Taking Self-Regulation Seriously: High-Ranking Officer Sanctions for Work-Law Violations

2011 
Work law confronts a vexing enforcement gap. After decades of employer-side pushback and doctrinal erosion, the traditional mechanisms through which labor and employment protections have been enforced — command-and-control regulatory oversight and private litigation — now fall short in large sectors of the economy. And unions, once a powerful check against employer overstepping, are absent in the vast majority of workplaces and weaker where they still exist. The result is widespread noncompliance, particularly at the low end of the labor market.As the traditional approaches to enforcement have waned, self-regulatory alternatives to fostering legal compliance have gained traction in both theory and practice. Yet, despite their rhetorical appeal and likely staying power, they, too, have failed.This Article traces the decline of the traditional mechanisms for enforcing workplace rights and diagnoses the failure of existing self-regulatory regimes. It then proposes a different strategy for enhancing compliance within firms: imposing “professional-like” supervisory duties on high-ranking corporate officers to ensure firm compliance with work-law standards.
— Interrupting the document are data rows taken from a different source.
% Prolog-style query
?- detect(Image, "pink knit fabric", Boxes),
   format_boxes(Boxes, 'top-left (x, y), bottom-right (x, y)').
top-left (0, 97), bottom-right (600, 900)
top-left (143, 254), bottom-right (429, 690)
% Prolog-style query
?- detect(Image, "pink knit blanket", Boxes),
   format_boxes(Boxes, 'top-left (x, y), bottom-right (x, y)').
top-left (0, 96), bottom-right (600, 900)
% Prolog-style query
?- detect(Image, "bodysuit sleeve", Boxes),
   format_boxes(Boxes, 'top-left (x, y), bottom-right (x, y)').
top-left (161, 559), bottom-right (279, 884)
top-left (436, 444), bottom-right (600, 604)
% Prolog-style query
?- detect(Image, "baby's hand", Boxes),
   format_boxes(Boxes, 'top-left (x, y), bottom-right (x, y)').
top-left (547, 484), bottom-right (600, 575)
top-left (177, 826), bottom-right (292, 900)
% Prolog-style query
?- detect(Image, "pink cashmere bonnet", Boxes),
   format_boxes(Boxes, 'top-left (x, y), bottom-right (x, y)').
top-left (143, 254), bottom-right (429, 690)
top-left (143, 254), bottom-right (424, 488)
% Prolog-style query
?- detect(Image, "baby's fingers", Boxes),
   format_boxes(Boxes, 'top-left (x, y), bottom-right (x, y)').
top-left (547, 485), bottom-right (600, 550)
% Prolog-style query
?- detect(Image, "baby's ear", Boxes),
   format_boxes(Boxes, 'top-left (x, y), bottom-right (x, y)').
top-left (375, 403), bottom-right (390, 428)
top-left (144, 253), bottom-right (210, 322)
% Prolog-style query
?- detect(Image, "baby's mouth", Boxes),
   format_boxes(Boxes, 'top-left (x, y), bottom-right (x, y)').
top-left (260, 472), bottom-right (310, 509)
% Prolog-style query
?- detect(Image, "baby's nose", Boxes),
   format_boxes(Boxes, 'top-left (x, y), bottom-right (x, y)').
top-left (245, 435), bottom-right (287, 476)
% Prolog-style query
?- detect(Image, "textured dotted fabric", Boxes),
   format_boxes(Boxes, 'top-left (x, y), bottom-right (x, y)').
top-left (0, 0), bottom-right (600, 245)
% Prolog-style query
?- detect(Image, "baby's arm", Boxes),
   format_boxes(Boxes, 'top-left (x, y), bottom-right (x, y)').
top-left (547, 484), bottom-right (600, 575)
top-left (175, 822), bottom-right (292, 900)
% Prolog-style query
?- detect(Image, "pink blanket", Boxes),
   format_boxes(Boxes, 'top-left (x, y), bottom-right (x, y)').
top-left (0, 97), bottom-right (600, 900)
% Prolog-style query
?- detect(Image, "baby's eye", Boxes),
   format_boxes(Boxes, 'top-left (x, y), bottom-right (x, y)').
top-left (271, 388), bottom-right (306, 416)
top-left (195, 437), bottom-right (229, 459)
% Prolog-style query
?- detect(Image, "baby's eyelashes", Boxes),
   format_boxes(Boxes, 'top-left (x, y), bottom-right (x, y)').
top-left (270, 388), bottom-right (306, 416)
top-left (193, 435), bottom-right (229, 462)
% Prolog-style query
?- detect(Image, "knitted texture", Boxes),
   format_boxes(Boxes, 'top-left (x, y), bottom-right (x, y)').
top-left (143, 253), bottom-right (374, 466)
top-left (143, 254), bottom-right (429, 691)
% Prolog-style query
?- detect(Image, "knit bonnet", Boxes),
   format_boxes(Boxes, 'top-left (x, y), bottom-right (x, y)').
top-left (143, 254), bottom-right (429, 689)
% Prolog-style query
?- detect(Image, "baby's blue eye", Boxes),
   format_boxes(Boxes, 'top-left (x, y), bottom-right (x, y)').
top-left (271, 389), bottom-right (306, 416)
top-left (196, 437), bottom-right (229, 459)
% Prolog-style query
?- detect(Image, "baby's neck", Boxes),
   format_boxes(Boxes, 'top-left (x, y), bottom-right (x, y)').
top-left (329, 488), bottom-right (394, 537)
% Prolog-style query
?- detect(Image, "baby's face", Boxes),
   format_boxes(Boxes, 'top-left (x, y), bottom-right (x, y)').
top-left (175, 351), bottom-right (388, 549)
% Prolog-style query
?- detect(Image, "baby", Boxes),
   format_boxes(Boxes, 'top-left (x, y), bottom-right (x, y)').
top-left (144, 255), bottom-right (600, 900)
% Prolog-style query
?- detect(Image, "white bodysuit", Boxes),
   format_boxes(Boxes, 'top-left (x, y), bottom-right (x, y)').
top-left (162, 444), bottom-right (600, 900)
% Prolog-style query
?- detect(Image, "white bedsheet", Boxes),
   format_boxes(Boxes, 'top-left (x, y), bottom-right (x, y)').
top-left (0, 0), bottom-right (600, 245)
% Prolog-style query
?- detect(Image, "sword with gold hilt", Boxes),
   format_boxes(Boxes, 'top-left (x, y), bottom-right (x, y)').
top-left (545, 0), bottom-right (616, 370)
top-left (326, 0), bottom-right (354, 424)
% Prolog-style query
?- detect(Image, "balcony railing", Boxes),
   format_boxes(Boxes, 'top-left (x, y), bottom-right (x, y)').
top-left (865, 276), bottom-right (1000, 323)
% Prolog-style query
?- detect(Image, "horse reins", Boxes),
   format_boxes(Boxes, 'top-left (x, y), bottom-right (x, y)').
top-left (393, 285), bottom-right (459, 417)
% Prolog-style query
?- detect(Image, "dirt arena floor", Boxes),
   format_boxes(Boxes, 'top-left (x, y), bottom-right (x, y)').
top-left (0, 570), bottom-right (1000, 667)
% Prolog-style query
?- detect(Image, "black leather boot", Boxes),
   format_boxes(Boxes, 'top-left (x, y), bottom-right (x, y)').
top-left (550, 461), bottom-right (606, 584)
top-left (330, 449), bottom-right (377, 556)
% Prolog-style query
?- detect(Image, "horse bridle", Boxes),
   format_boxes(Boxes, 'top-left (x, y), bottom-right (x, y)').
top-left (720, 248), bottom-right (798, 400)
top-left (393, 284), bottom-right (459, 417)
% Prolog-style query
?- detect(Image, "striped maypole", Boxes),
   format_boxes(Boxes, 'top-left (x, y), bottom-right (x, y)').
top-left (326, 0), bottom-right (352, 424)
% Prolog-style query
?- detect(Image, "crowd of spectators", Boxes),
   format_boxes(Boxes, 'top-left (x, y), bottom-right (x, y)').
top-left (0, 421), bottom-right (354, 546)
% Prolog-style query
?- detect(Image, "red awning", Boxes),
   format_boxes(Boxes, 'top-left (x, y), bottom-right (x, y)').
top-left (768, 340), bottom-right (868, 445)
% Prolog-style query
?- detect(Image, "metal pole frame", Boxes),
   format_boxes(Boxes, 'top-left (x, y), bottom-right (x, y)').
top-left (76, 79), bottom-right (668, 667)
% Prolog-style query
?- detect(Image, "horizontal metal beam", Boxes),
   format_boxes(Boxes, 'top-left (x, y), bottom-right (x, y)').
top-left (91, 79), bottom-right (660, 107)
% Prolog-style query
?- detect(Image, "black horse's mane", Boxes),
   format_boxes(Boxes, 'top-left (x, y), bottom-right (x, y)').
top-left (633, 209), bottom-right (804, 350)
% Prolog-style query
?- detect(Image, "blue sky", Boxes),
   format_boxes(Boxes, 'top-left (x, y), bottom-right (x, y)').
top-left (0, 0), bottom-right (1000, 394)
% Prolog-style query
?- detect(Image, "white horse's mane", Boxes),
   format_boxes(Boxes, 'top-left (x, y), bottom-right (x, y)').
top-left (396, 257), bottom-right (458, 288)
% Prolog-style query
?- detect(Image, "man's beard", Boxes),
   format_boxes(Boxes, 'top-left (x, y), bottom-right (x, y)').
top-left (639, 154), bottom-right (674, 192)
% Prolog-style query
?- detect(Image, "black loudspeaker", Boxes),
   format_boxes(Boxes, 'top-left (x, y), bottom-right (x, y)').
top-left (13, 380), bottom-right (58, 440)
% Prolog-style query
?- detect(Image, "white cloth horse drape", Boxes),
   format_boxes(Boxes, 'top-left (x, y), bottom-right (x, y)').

Existing self-regulatory models fail precisely because receding oversight and enforcement risks render their inducements too weak to ensure genuine self-regulation. But the principal decision-makers within these firms would approach compliance with far greater vigor if they were bound — personally — to do so. In an era in which the shortcomings in external enforcement are unlikely to be eliminated, supplementing firm-level accountability with a carefully calibrated regime that targets firm decision-makers themselves offers a potentially effective and cost-efficient way to promote greater adherence to work-law mandates.